Also, their skeletal structure is called a test and has a curved pentagonal shape. A live sand dollar is patterned like an irregular circle, and it is covered by a velvet-like spine with a projection of “hairs” known as cilia. The cilia aids feeding by moving food to the mouth, located at the center under the sand dollar.

We have prepared this article on what sand dollars eat to create awareness and fill in any lack of information thereof.

What Do Sand Dollars Eat?

What Do Sand Dollars Eat
Sand dollars eat debris, small copepods, diatoms, and several other microscopic animals

Sand dollars are omnivores that eat debris, small copepods, diatoms, microscopic algae, crustacean larvae, and aquatic insects. Sand dollars are completely aquatic, and as a consequence, any terrestrial visitation is death-dealing. Due to this constriction, sand dollars mostly eat their neighbors. The sand dollar is quite similar to the starfish in the positioning of the mouth organ, located at the center and underneath both critters. 

What sand dollars eat also depends on the style they have applied during feeding time. A study in the Journal of Experimental Marine Biology and Ecology shows that sand dollars can eat deposited or suspended food particles. And it goes on to explain the repositioning required to access these foods. Deposited food particles refer to detritus, while suspended food is a mix of living and dead organic matter. 

So, sand dollars and their larvae would use a suspension-feeding system to get planktons, microalgae, and even the larvae of other bottom dwellers as the ocean current moves these particles from point to point.

Complete List Of Foods Sand Dollars Eat?

Sand dollars eat both animals and plant matter.
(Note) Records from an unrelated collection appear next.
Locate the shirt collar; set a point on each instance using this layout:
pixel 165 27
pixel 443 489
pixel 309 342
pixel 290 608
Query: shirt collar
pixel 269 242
However, seeing them for the first time might make you doubt and question how they can eat some of the organic matter. Their cilia catch these food particles and move them to the mouth of the creature.
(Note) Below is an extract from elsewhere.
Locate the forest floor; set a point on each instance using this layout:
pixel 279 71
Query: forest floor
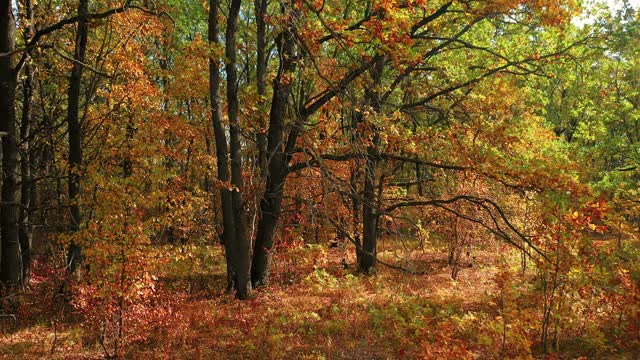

Here’s a complete list of food sand dollars eat:

  • Flies
  • Planktons
  • small copepods
  • Diatoms,
  • Sponges
  • microscopic algae, 
  • Bivalve
  • Aquatic insects
  • crustacean larvae,
  • Kelp
  • Detritus
  • Larvae
  • Shrimp

How Do Sand Dollars Hunt For Food?

What Do Sand Dollars Eat

It takes sand dollars two days to digest what they eat

©Reptilian/Shutterstock.com

The spiny skin with cilia protrusion on both sides of the sand dollar is more than something to cover the skeleton. In addition to this essential function, the cilia are in charge of all motions, including transportation of food to the mouth.

Other motions necessary for hunting food, such as burrowing or creeping are equally enabled by cilia, as the sand dollar looks and sifts the sand of the ocean floor for what to eat. Another way the sand dollar has evolved is to swim on its side to catch any other organisms carried by the ocean current.
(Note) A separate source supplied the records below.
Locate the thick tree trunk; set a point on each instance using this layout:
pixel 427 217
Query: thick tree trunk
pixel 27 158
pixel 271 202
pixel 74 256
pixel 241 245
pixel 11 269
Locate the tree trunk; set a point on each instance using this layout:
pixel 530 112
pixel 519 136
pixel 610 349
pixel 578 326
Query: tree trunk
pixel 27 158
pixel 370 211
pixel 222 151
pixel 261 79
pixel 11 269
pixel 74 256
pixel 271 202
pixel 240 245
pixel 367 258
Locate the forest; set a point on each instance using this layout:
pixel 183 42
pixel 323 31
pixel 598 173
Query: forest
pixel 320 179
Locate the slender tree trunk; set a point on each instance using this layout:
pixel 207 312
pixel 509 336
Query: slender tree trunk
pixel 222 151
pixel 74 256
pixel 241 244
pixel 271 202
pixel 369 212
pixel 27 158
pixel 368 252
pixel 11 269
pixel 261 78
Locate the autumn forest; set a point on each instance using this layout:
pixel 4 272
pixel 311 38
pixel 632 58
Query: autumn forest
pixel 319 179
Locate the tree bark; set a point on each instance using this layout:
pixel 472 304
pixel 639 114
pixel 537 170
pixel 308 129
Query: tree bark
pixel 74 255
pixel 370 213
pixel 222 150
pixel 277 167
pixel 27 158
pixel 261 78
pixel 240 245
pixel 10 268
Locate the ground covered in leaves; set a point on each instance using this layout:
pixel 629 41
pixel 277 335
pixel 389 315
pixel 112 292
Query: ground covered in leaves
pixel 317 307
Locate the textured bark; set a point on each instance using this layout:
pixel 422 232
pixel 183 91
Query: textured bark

Sand dollars have five rows of “teeth,” which they use to catch prey and chomp on food. This should hasten their digestion, you would think, but the sand dollar takes approximately two days to digest meals. Another ingenuity of these animals is that they ingest sediments to help weigh them down. This adaptation ensures they are not swept away by the ocean current or eaten by predators.

What Do The Larvae of Sand Dollars Eat?

What Do Sand Dollars Eat - Sand Dollar In Hand

Sand dollar’s larvae eat mostly plankton

©k_lmnop/Shutterstock.com

The babies of sand dollars are omnivorous right from the start. Their conception happens depending on the whims of the ocean. This is because when sand dollars happen to breed, they do so by ejecting their sperm and egg into the environment they are in. If it so happens that the ocean is kind enough to bring the sperm and egg together, then a larva is begotten!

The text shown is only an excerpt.